VUNPCKLPS (EVEX Encoded Version When SRC2 is a ZMM Register)

(KL, VL) = (4, 128), (8, 256), (16, 512)
IF VL >= 128
    TMP_DEST[31:0] := SRC1[31:0]
    TMP_DEST[63:32] := SRC2[31:0]
    TMP_DEST[95:64] := SRC1[63:32]
    TMP_DEST[127:96] := SRC2[63:32]
FI;
IF VL >= 256
    TMP_DEST[159:128] := SRC1[159:128]
    TMP_DEST[191:160] := SRC2[159:128]
    TMP_DEST[223:192] := SRC1[191:160]
    TMP_DEST[255:224] := SRC2[191:160]
FI;
IF VL >= 512
    TMP_DEST[287:256] := SRC1[287:256]
    TMP_DEST[319:288] := SRC2[287:256]
    TMP_DEST[351:320] := SRC1[319:288]
    TMP_DEST[383:352] := SRC2[319:288]
    TMP_DEST[415:384] := SRC1[415:384]
    TMP_DEST[447:416] := SRC2[415:384]
    TMP_DEST[479:448] := SRC1[447:416]
    TMP_DEST[511:480] := SRC2[447:416]
FI;
FOR j := 0 TO KL-1
    i := j * 32
    IF k1[j] OR *no writemask*
         THEN DEST[i+31:i] := TMP_DEST[i+31:i]
         ELSE
              IF *merging-masking*
                                                         ; merging-masking
                    THEN *DEST[i+31:i] remains unchanged*
                    ELSE *zeroing-masking*
                                                              ; zeroing-masking
                         DEST[i+31:i] := 0
              FI
    FI;
ENDFOR
DEST[MAXVL-1:VL] := 0

VUNPCKLPS (EVEX Encoded Version When SRC2 is Memory)
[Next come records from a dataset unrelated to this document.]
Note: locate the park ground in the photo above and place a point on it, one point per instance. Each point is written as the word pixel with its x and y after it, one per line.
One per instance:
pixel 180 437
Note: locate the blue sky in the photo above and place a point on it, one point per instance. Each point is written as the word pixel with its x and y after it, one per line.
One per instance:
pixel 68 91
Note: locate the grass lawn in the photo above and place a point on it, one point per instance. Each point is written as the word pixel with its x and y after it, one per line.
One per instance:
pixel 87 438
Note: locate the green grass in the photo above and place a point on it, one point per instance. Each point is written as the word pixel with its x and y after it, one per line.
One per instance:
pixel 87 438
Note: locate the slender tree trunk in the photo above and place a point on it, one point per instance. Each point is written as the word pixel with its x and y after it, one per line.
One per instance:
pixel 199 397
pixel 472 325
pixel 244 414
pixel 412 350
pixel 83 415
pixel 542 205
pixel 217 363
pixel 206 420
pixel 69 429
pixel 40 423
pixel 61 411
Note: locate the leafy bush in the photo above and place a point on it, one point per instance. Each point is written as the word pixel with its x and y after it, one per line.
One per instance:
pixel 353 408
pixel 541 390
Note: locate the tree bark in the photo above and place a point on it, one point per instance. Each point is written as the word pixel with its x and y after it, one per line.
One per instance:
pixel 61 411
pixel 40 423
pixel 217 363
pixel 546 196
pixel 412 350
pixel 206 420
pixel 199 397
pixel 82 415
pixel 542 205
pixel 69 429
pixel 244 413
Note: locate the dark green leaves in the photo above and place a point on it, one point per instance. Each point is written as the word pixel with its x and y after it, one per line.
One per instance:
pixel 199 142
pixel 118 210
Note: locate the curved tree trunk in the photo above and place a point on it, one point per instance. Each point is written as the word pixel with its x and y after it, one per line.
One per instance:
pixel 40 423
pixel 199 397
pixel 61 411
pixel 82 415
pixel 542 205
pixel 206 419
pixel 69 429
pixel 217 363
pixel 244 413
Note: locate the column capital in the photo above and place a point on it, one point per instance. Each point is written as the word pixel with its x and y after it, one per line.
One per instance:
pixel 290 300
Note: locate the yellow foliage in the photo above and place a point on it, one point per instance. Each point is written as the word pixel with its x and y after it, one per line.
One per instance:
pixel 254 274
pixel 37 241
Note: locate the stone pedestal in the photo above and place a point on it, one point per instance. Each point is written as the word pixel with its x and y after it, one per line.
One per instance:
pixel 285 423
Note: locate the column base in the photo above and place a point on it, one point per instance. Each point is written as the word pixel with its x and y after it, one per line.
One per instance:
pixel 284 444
(KL, VL) = (4, 128), (8, 256), (16, 512)
FOR j := 0 TO KL-1
    i := j * 31
    IF (EVEX.b = 1)
         THEN TMP_SRC2[i+31:i] := SRC2[31:0]
         ELSE TMP_SRC2[i+31:i] := SRC2[i+31:i]
    FI;
ENDFOR;
IF VL >= 128
TMP_DEST[31:0] := SRC1[31:0]
TMP_DEST[63:32] := TMP_SRC2[31:0]
TMP_DEST[95:64] := SRC1[63:32]
TMP_DEST[127:96] := TMP_SRC2[63:32]
FI;
IF VL >= 256
    TMP_DEST[159:128] := SRC1[159:128]
    TMP_DEST[191:160] := TMP_SRC2[159:128]
    TMP_DEST[223:192] := SRC1[191:160]
    TMP_DEST[255:224] := TMP_SRC2[191:160]
FI;
IF VL >= 512
    TMP_DEST[287:256] := SRC1[287:256]
    TMP_DEST[319:288] := TMP_SRC2[287:256]
    TMP_DEST[351:320] := SRC1[319:288]
    TMP_DEST[383:352] := TMP_SRC2[319:288]
    TMP_DEST[415:384] := SRC1[415:384]
    TMP_DEST[447:416] := TMP_SRC2[415:384]
    TMP_DEST[479:448] := SRC1[447:416]
    TMP_DEST[511:480] := TMP_SRC2[447:416]
FI;
FOR j := 0 TO KL-1
    i := j * 32
    IF k1[j] OR *no writemask*
         THEN DEST[i+31:i] := TMP_DEST[i+31:i]
         ELSE
              IF *merging-masking*
                                                         ; merging-masking
                    THEN *DEST[i+31:i] remains unchanged*
                    ELSE *zeroing-masking*
                                                              ; zeroing-masking
                         DEST[i+31:i] := 0
              FI
    FI;
ENDFOR
DEST[MAXVL-1:VL] := 0

UNPCKLPS (VEX.256 Encoded Version)

DEST[31:0] := SRC1[31:0]
DEST[63:32] := SRC2[31:0]
DEST[95:64] := SRC1[63:32]
DEST[127:96] := SRC2[63:32]
DEST[159:128] := SRC1[159:128]
DEST[191:160] := SRC2[159:128]
DEST[223:192] := SRC1[191:160]
DEST[255:224] := SRC2[191:160]
DEST[MAXVL-1:256] := 0

VUNPCKLPS (VEX.128 Encoded Version)

DEST[31:0] := SRC1[31:0]
DEST[63:32] := SRC2[31:0]
DEST[95:64] := SRC1[63:32]
DEST[127:96] := SRC2[63:32]
DEST[MAXVL-1:128] := 0

UNPCKLPS (128-bit Legacy SSE Version)

DEST[31:0] := SRC1[31:0]
DEST[63:32] := SRC2[31:0]
DEST[95:64] := SRC1[63:32]
DEST[127:96] := SRC2[63:32]
DEST[MAXVL-1:128] (Unmodified)

Intel C/C++ Compiler Intrinsic Equivalent

VUNPCKLPS __m512 _mm512_unpacklo_ps(__m512 a, __m512 b);

VUNPCKLPS __m512 _mm512_mask_unpacklo_ps(__m512 s, __mmask16 k, __m512 a, __m512 b);

VUNPCKLPS __m512 _mm512_maskz_unpacklo_ps(__mmask16 k, __m512 a, __m512 b);

VUNPCKLPS __m256 _mm256_unpacklo_ps (__m256 a, __m256 b);

VUNPCKLPS __m256 _mm256_mask_unpacklo_ps(__m256 s, __mmask8 k, __m256 a, __m256 b);

VUNPCKLPS __m256 _mm256_maskz_unpacklo_ps(__mmask8 k, __m256 a, __m256 b);

UNPCKLPS __m128 _mm_unpacklo_ps (__m128 a, __m128 b);

VUNPCKLPS __m128 _mm_mask_unpacklo_ps(__m128 s, __mmask8 k, __m128 a, __m128 b);

VUNPCKLPS __m128 _mm_maskz_unpacklo_ps(__mmask8 k, __m128 a, __m128 b);

SIMD Floating-Point Exceptions

None.

Other Exceptions

Non-EVEX-encoded instructions, see Table 2-21, “Type 4 Class Exception Conditions.”

EVEX-encoded instructions, see Table 2-50, “Type E4NF Class Exception Conditions.”